Allah berfirman, "Lemparkanlah ia, wahai Musa!" Lalu (Musa) melemparkan tongkat itu, maka tiba-tiba ia menjadi seekor ular yang merayap dengan cepat.
Dia (Allah) berfirman, "Peganglah ia dan jangan takut, Kami akan mengembalikannya kepada keadaannya semula, Dan kepitkanlah tanganmu keketiakmu, niscaya ia keluar menjadi putih (bercahaya) tanpa cacat, sebagai mukjizat yang lain, untuk Kami perlihatkan kepadamu sebagian dari tanda-tanda kekuasaan Kami yang sangat besar".
Aku menangkap isyarat bahwa gurunya memantapkan hatiku untuk segera merestui jam'iyah yang telah dipersiapkanoleh Kiai Wahab Hasbullah dan ulama-ulama lainnya. Langkah demi langkah dilakukan dengan sangat hati-hati karena tidak ingin terjebak dalam nafsu kekuasaan belaka, namun belum juga terwujud.

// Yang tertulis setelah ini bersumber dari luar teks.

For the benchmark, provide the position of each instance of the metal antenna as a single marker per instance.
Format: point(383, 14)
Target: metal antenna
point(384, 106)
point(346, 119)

Setahun kemudian Kiai Kholil mengutus As'ad sowan lagi ke Tebuireng untuk menyerahkan tasbih dengan diikuti bacaan salah satu Asmaul Husna, yaitu Ya Jabbar Ya Qohha sebanyak tiga kali. Setahun kemudian, pada tanggal 31 Desember 1926 di Surabaya berkumpul para ulama se-Jawa-Madura. Mereka bermusyawarah dan sepakat mendirikan organisasi Islam Jami'yyah Nahdlatul Ulama di Indonesia.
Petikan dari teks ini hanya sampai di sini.